Review Summary: The greatest generation indeed.
As somebody who always strives to expand my musical horizons, I find it to be rather intruiging that pop-punk still speaks to me the most lyrically. There’s just no denying it. When done right, the genre is able to resurrect the best days of my life and I’m even able to live them all over again. Obviously not all bands in the genre possess the talent to write such substantial songs, but in recent years several new acts have been carrying the torch so to speak for the world of pop-punk. Of these bands, The Wonder Years always seem to be ahead of the pack. So it’s not a huge surprise that their newest effort The Greatest Generation
finds them evolving into their most primal form yet. Their lyrics have always been one of their greatest attributes, but for the first time in the band’s career, their exceptional lyrics and musicianship go hand in hand.

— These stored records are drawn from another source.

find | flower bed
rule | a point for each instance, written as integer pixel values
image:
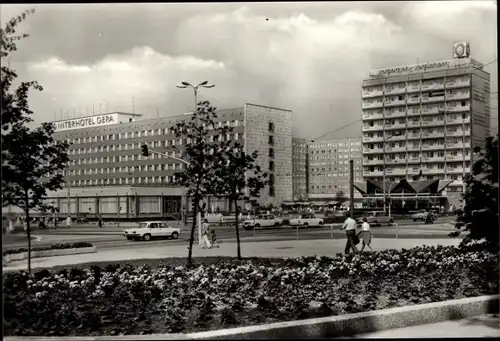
(133, 300)
(60, 246)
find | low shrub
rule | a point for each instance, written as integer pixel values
(59, 246)
(118, 299)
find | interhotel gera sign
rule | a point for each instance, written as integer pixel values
(432, 66)
(86, 122)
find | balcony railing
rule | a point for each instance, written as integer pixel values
(395, 126)
(392, 103)
(458, 84)
(432, 99)
(373, 139)
(428, 111)
(373, 116)
(432, 86)
(458, 108)
(395, 91)
(458, 96)
(372, 151)
(367, 94)
(432, 146)
(372, 105)
(457, 133)
(372, 128)
(372, 162)
(454, 157)
(432, 135)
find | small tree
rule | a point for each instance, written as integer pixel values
(236, 174)
(34, 164)
(479, 216)
(340, 197)
(202, 155)
(32, 161)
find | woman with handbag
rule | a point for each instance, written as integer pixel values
(366, 234)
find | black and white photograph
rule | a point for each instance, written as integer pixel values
(250, 170)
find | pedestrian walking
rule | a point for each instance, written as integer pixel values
(350, 230)
(366, 234)
(205, 243)
(214, 237)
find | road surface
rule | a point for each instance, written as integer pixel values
(112, 237)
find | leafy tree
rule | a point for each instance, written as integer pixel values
(237, 178)
(479, 216)
(203, 156)
(32, 161)
(340, 197)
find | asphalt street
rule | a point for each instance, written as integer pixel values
(111, 237)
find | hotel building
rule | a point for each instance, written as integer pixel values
(425, 120)
(328, 167)
(109, 176)
(300, 169)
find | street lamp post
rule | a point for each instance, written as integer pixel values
(384, 176)
(185, 85)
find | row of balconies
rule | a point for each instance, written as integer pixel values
(416, 124)
(415, 171)
(411, 159)
(410, 88)
(419, 112)
(409, 101)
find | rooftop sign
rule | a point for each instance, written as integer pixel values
(86, 122)
(431, 66)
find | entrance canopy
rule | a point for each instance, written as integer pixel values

Although The Greatest Generation
contains many of the honest, energetic pop-punk tunes The Wonder Years are known for, it also has some tracks couldn’t have possibly been on their last album. A big part of this is due to the welcome improvement in the vocal work of Dan ‘Soupy’ Campbell. He still utilizes many of his harsher vocals that we’ve come to known and love, but his voice is also more crisp and accessible than I ever thought possible. ‘The Devil in My Bloodstream’ begins as a piano ballad with what could easily be his most poignant performances to date. It’s accompanied by the gentle guest vocals of singer-songwriter Laura Stevenson and the two make for a nice little duet before the song picks up the pace into an angry full-fledged punker. It’s like the perfect combinatation of sweet and sour as it captures Soupy’s ability to blend emotion with brutal honesty. However, it’s certainly not the only song that marks an improvement in his voice; how many songs are there again? You get the idea. It’s more than just his softer clean singing that stands out though, as he also lays down some of his angriest vocals to date on songs like ‘The Bastards, The Vultures, The Wolves’ or the lyrical powerhouse ‘Passing Through A Screendoor.’

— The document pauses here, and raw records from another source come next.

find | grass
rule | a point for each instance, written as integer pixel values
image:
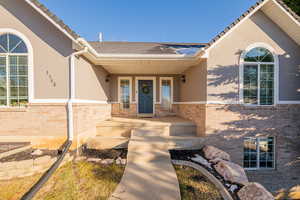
(75, 180)
(194, 186)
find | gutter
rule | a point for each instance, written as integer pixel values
(105, 56)
(66, 146)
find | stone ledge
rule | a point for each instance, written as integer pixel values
(223, 191)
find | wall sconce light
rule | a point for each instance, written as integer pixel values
(107, 78)
(183, 79)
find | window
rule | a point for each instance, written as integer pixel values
(258, 77)
(13, 71)
(125, 92)
(166, 93)
(259, 153)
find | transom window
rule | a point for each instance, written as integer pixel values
(259, 153)
(13, 71)
(258, 76)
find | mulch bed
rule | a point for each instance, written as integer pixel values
(26, 155)
(187, 154)
(8, 146)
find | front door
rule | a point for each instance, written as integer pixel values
(145, 96)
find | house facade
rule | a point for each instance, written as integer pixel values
(242, 89)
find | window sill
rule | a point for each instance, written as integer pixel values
(13, 109)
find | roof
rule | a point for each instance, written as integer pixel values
(56, 19)
(245, 14)
(153, 47)
(146, 47)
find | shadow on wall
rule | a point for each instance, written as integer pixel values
(39, 26)
(228, 125)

To add even more flavor to the mix, the instrumentation throughout The Greatest Generation is top-notch.
The opening track ‘There, There’ is one of the most upbeat tracks they’ve ever done, partly thanks to the bouncy guitars that sound very reminiscent of The Gaslight Anthem. The lyrics have always been a step ahead of the instrumentation, but the band lay that issue to rest on the opening track as the jangly guitar-work actually steals the show at times. ‘Cul-de-sac” and ‘Chaser’ are also infused with punchy guitars that accompany Soupy’s powerful pipes. It’s not that the instrumentation was bad on their last album, but there’s just a lot more going on musically this time around and the guitars possess a new abundance of life.
Before hearing this album, I already knew the lyrics would be hard-hitting. The reason is simple – Soupy doesn’t sugarcoat anything when he puts his pen to paper. Over the course of their last few albums he’s been nothing but upfront and even painfully honest about his thoughts on topics such as death, religion, and life itself. Rarely does he spend his time singing about girls like many of his peers but instead we are given lyrics like The memories of those years seem dimly lit like I never replaced a light bulb
and I bet I’d be a ***ing coward, I bet I’d never have the guts for war.

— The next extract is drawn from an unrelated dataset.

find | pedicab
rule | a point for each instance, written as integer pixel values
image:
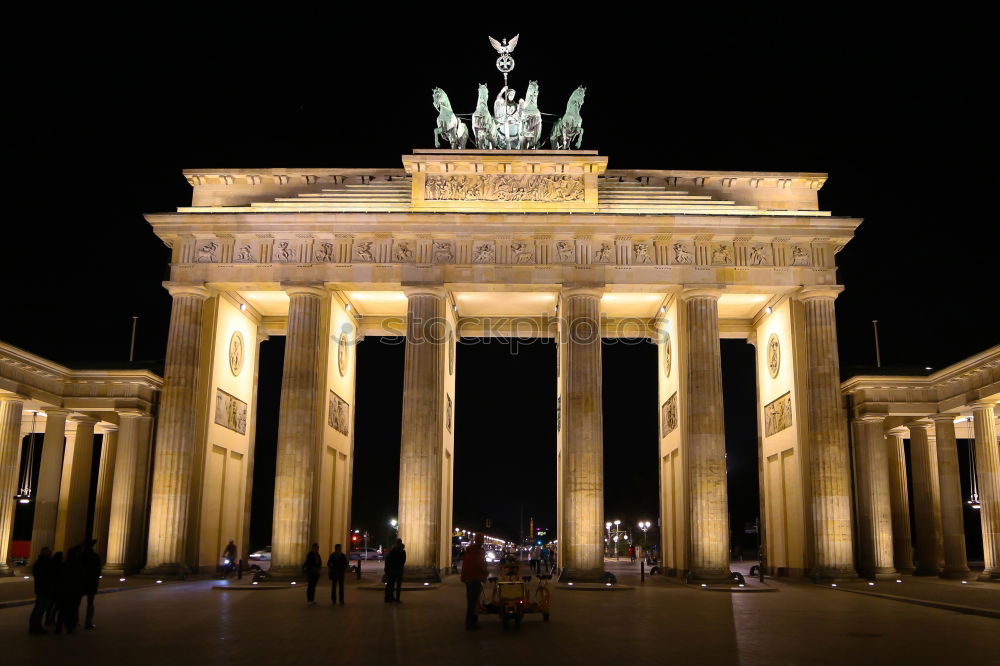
(510, 597)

It’s apparent this isn’t just another pop-punk band aimed at high school kids -if anything, it’s catered for a much older audience. The lyrics are about figuring out what to do with your life when you find yourself growing older but not necessarily moving forward. They also deal with facing lifes greatest struggles such as failure or even death. In the upbeat but emotional ’Dismantling Summer’ Soupy mourns over the sickness of his Great Grandfather and his guilt following his passing as he sings If I'm in an airport and you’re in a hospital bed, what kind of man does that make me?
It makes the song as impacting as it is catchy and anybody who has ever lost someody close to them can find shelter in its meaningful lyrics.
Much like The Wonder Year’s last two albums, The Greatest Generation
is full of recurring themes and this time they all intersect in the phenomenal album closer ‘I Just Want To Sell Out My Funeral.’ Although it’s a brand new track with its own unique lyrics and chorus, it also seamlessly mixes in giant hooks that we already heard throughout the album. It may sound lazy to just throw in some sections from various songs on the album, but they do it with such conviction that it feels nothing like treading familiar water. If anything, it’s an exciting way to relive some of the best parts of the album in under eight minutes. They don’t just throw in the same recording’s for the vocals however, as Soupy sounds more passionate than the rest of the album in what could easily be the best track of the band’s career. It’s risky to make a pop-punk track that clocks in over 7 minutes, (let alone over 5) but The Wonder Year’s hard work and dedication has more than paid off with their newest album. I don’t see anything topping it anytime soon, at least not in the pop-punk spectrum. It challenges the limits of the genre and really does makes me proud to be a member of this generation, but most importantly, it makes me feel young again.